Saturday marks the 37th anniversary of the Challenger tragedy. NASA remembered the crew and other fallen astronauts this week in its Day of Remembrance.

CAPE CANAVERAL, Fla. — NASA's space shuttle Challenger launched from the Kennedy Space Center at Cape Canaveral on its 10th mission on Jan. 28, 1986.

It exploded 73 seconds after liftoff, claiming the lives of all seven people onboard: Gregory Jarvis, Judith Resnik, Dick Scobee, Ronald McNair, Mike Smith, Ellison Onizuka and Christa McAuliffe. 

NASA remembered the fallen Challenger astronauts, as well as the crews of Apollo 1 and the space shuttle Columbia, in its Day of Remembrance ceremony Thursday. More than 100 people gathered at the Kennedy Space Center to remember astronauts killed in the line of duty, and other ceremonies were held at NASA centers around the country.

Credit: AP
FILE - This undated file photo provided by NASA shows the crew of the Space Shuttle Challenger mission 51L. All seven members of the crew were killed when the shuttle exploded during launch on Jan. 28, 1986. From front left, are: Pilot Michael J. Smith, Commander Francis R. (Dick) Scobee, and mission specialist Ronald E. McNair. Rear left are: mission specialist Ellison Onizuka, teacher Christa McAuliffe, payload specialist Gregory Jarvis, and mission specialist Judith Resnik. (NASA via AP, File)

The NASA remembrance ceremony began in 2004 and pays homage to three of the agency's most devastating tragedies: the Apollo I fire, the loss of the space shuttle Challenger and the loss of the space shuttle Columbia. 

Because of the clustering of the three dates, NASA sets aside the last Thursday of every January to commemorate its fallen astronauts. At space centers across the country, flags were lowered to half-staff, with ceremonies held along with spaceflight safety discussions. 

Saturday marks the 37th anniversary of the Challenger tragedy.
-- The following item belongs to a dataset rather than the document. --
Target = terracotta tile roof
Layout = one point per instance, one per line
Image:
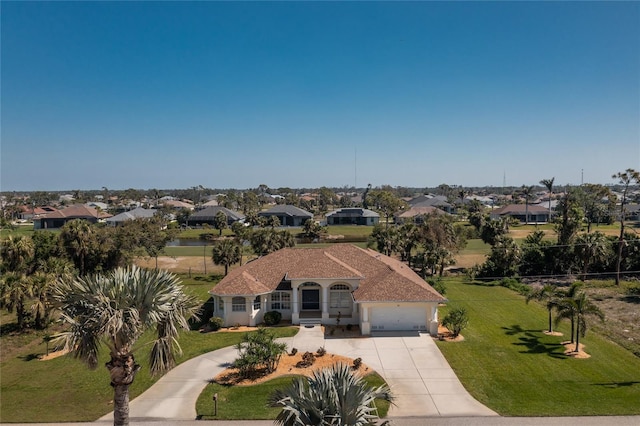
(381, 278)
Along with experienced astronauts, the shuttle carried Christa McAuliffe, who was set to be the first teacher in space. The New Hampshire woman had been selected to join and teach lessons from space to children around the country. 

Credit: AP
This Sept. 26, 1985 photo made available by NASA shows astronaut Sharon Christa McAuliffe. The high school teacher from Concord, N.H., never got to teach from space. She perished during the 1986 launch of shuttle Challenger, along with her six crewmates. (NASA via AP)

Months after the incident, an investigation found that the two rubber O-rings, which were designed to separate sections of the rocket booster, failed due to weather. The shuttle launched on a cold Florida morning despite behind-the-scenes concerns from engineers, a 2021 NASA article states. 

"We will never forget these astronauts, nor all those who have lost their lives in the pursuit of discovery," NASA Administrator Bill Nelson said in a video posted Thursday by the space agency. "And so on this Day of Remembrance, we honor and try to better understand our place in this huge, huge universe and our attempts at discovery and exploration in it."

Vice President Kamala Harris also commemorated the tragedies in a Thursday Twitter post: "The crews of Apollo 1 and Space Shuttles Challenger and Columbia are always in our hearts as our Nation continues their legacy."

The Associated Press contributed to this report.